Something that involves some serious change of the key is best. Personally, I prefer using encryption, something like this would work. For the key, string together a few parts, and it should help to getting it together. Use encryptKey to get your key encrypted, then delete the real key from the source code, and you should be fairly secure.
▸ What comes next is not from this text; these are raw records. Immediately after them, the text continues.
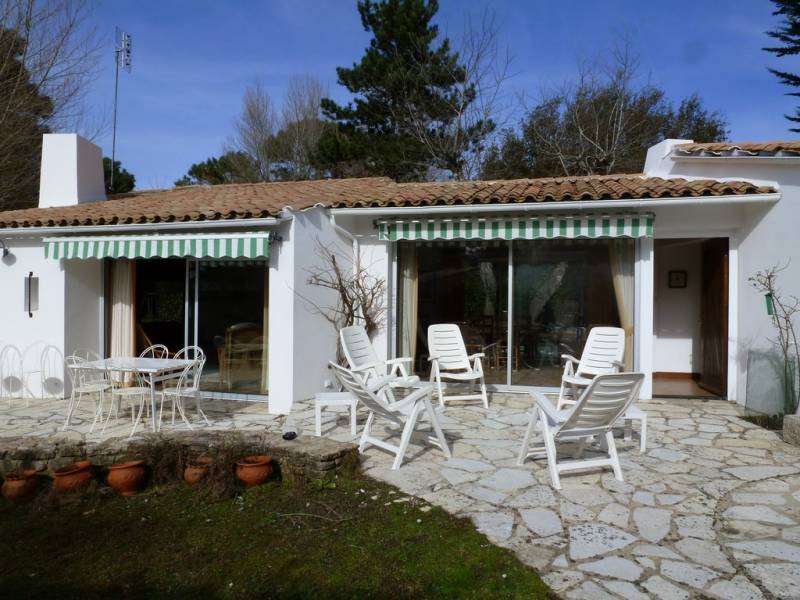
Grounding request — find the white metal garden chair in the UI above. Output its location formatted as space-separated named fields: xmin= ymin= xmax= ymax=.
xmin=517 ymin=373 xmax=644 ymax=490
xmin=139 ymin=344 xmax=169 ymax=358
xmin=556 ymin=327 xmax=625 ymax=410
xmin=103 ymin=370 xmax=150 ymax=437
xmin=158 ymin=351 xmax=211 ymax=429
xmin=0 ymin=344 xmax=24 ymax=408
xmin=62 ymin=351 xmax=111 ymax=433
xmin=339 ymin=325 xmax=419 ymax=387
xmin=428 ymin=323 xmax=489 ymax=408
xmin=330 ymin=363 xmax=451 ymax=470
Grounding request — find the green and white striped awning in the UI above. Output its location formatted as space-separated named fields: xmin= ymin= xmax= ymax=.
xmin=44 ymin=232 xmax=269 ymax=259
xmin=378 ymin=213 xmax=653 ymax=242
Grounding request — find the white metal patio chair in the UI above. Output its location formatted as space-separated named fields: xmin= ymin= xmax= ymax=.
xmin=0 ymin=344 xmax=24 ymax=408
xmin=517 ymin=373 xmax=644 ymax=490
xmin=103 ymin=360 xmax=150 ymax=437
xmin=330 ymin=363 xmax=451 ymax=470
xmin=556 ymin=327 xmax=625 ymax=410
xmin=61 ymin=351 xmax=111 ymax=433
xmin=158 ymin=356 xmax=211 ymax=429
xmin=39 ymin=345 xmax=67 ymax=399
xmin=556 ymin=327 xmax=647 ymax=452
xmin=339 ymin=325 xmax=419 ymax=387
xmin=139 ymin=344 xmax=169 ymax=358
xmin=428 ymin=323 xmax=489 ymax=408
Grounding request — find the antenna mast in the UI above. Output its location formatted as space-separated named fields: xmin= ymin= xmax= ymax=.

Better is to somehow get the key from a secure server, but that isn't always an option.
String encryptKey(String input)
{
byte[] inBytes=input.getBytes();
String finalString=null;
try {
Cipher cipher=Cipher.getInstance("AES/CBC/PKCS5Padding");
MessageDigest md = MessageDigest.getInstance("SHA-1");
byte[] keyBytes=md.digest((KeyPart1+KeyPart2).getBytes());
keyBytes = Arrays.copyOf(keyBytes, 16);
SecretKey key= new SecretKeySpec(keyBytes,"AES");
IvParameterSpec ivSpec = new IvParameterSpec(new byte[] {0,0,0,0,0,0,0,0,0,0,0,0,0,0,0,0});
cipher.init(Cipher.ENCRYPT_MODE,key,ivSpec);
byte[] outBytes = new byte[cipher.getOutputSize(inBytes.length)];
//cipher.update(encrypted, 0, encrypted.length, decrypted, 0);
outBytes=cipher.doFinal(inBytes);
finalString=new String(Base64.encode(outBytes,0));
Log.v(TAG,"Encrypted="+finalString);
} catch (NoSuchAlgorithmException e) {
Log.e(TAG,"No Such Algorithm",e);
} catch (NoSuchPaddingException e) {
Log.e(TAG,"No Such Padding",e);
} catch (InvalidKeyException e) {
Log.e(TAG,"Invalid Key",e);
} catch (InvalidAlgorithmParameterException e) {
Log.e(TAG,"Invalid Algorithm Parameter",e);
} catch (IllegalBlockSizeException e) {
} catch (BadPaddingException e) {}
return finalString;
}
String decryptKey(String base64Text)
{
byte[] encrypted=Base64.decode(base64Text,0);
//encrypted=base64Text.getBytes();
String decryptedString=null;
try {
Cipher cipher=Cipher.getInstance("AES/CBC/PKCS5Padding");
MessageDigest md = MessageDigest.getInstance("SHA-1");
byte[] keyBytes=md.digest((KeyPart1+KeyPart2).getBytes());
keyBytes = Arrays.copyOf(keyBytes, 16);
SecretKey key= new SecretKeySpec(keyBytes,"AES");
IvParameterSpec ivSpec = new IvParameterSpec(new byte[] {0,0,0,0,0,0,0,0,0,0,0,0,0,0,0,0});
cipher.init(Cipher.DECRYPT_MODE,key,ivSpec);
byte[] decrypted = new byte[cipher.getOutputSize(encrypted.length)];
//cipher.update(encrypted, 0, encrypted.length, decrypted, 0);
decrypted=cipher.doFinal(encrypted);
decryptedString=new String(decrypted);
} catch (NoSuchAlgorithmException e) {
logStackTrace(e);
} catch (NoSuchPaddingException e) {
logStackTrace(e);
} catch (InvalidKeyException e) {
logStackTrace(e);
} catch (InvalidAlgorithmParameterException e) {
logStackTrace(e);
} catch (IllegalBlockSizeException e) {
logStackTrace(e);
} catch (BadPaddingException e) {
logStackTrace(e);
}
return decryptedString;
}

Yes. Although in this case you're just concatenating strings which is not much better. The reason for this is that somebody could easily disassemble your code and access your public key. If you have to reassemble the key, it makes it much more challenging to grab the key out of the disassembled code.